One thing that the pandemic has done is push him to work on his fitness. Rangappa, who calls himself lazy, says his recent workout sessions have been extremely motivating and that he spends an hour every day exercising. “I also diligently spend 30 to 40 minutes every day on gossip in our office WhatsApp groups,” he joked.
The road ahead
These are interesting times for the stockbroking world. Millennial investors are taking a shot at the markets. Covid-19 has sped up this adoption among the youth. Further, with the prospect of tech startups getting listed in India, Rangappa believes the coming years will be extremely exciting for stock markets.
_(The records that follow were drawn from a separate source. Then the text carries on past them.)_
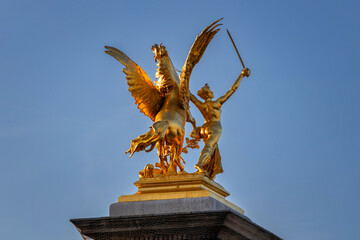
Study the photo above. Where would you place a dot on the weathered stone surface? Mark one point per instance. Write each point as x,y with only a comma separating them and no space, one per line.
205,225
182,205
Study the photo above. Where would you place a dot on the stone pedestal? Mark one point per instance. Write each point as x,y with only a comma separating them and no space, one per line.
186,206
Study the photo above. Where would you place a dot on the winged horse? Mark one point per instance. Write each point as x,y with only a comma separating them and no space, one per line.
167,102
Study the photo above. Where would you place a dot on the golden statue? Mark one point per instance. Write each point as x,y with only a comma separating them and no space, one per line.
210,160
166,103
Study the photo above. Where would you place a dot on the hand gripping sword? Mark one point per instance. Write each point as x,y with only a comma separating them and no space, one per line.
247,71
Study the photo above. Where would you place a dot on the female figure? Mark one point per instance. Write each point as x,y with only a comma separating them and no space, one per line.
210,161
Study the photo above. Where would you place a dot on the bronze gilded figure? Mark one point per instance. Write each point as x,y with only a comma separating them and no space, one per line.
210,160
166,102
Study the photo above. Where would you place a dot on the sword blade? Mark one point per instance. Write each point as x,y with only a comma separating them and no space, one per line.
235,48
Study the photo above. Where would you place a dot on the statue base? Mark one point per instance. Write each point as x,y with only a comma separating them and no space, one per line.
180,186
183,206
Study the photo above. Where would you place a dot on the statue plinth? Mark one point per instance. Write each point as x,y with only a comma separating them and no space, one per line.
180,186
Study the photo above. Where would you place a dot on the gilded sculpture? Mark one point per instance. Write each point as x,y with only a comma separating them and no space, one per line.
167,104
210,160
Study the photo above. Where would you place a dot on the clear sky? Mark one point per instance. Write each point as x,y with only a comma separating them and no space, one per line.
290,144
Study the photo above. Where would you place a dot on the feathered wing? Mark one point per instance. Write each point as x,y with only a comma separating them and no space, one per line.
166,74
196,52
146,95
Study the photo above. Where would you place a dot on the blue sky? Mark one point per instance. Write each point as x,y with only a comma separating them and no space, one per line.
290,143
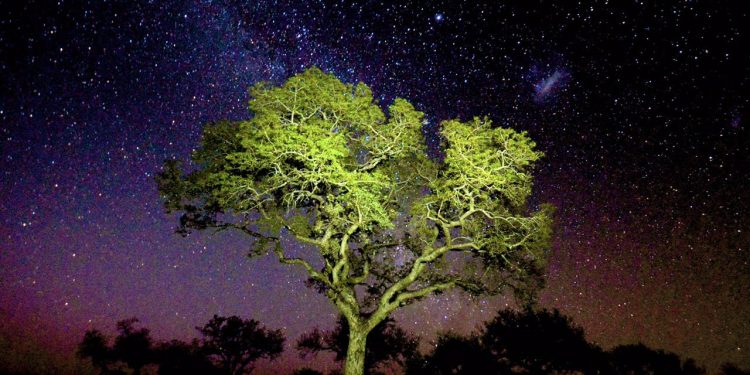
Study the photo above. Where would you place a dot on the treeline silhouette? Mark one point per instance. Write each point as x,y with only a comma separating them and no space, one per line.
230,345
513,342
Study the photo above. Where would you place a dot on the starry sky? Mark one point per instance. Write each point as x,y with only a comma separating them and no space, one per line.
642,110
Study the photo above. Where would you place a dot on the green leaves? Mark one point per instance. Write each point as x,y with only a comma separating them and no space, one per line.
320,159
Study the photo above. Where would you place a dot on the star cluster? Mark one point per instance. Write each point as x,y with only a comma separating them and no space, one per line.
641,109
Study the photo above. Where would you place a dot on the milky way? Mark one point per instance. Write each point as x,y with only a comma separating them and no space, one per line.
640,110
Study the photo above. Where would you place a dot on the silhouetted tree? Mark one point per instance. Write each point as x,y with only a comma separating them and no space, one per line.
133,346
386,343
539,342
94,345
307,371
455,354
640,359
237,343
180,358
732,369
320,161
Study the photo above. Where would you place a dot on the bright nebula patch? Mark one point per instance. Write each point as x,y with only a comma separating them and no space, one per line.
549,85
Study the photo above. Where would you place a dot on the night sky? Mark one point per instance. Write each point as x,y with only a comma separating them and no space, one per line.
642,110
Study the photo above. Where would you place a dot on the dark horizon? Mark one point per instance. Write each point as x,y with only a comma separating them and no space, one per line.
641,111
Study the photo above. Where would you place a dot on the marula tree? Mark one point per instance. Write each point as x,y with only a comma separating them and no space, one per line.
383,223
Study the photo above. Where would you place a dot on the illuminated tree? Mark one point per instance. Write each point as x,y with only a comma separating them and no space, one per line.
386,343
384,224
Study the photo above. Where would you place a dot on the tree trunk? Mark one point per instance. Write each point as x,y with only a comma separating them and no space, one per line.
355,352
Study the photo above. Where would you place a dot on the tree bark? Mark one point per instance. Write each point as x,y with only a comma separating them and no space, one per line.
355,352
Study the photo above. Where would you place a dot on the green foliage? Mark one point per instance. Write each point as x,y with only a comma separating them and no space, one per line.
320,160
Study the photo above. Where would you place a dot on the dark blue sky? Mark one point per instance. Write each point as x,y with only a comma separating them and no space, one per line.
641,110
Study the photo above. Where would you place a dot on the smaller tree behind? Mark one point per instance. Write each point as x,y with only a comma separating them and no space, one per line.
387,343
180,358
94,345
237,343
133,346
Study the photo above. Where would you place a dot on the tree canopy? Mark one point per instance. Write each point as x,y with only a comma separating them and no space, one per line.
321,162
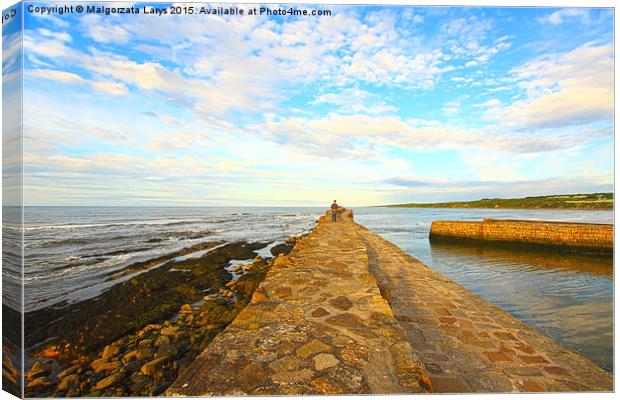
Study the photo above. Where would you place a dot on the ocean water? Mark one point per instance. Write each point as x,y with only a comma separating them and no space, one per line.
72,252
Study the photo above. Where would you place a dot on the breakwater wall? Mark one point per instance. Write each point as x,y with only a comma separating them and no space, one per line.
347,312
563,236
As more youngsters join the markets, they will look for education content online and Varsity wants to be the go-to platform for these curious traders. Rangappa says if he can teach them right, they can trade with caution and do so responsibly.For every successful trade punched by a Varsity student, there is perhaps one star getting added somewhere after Rangappa’s name. At the end of it all it is the stars that will matter and the legacy will live on.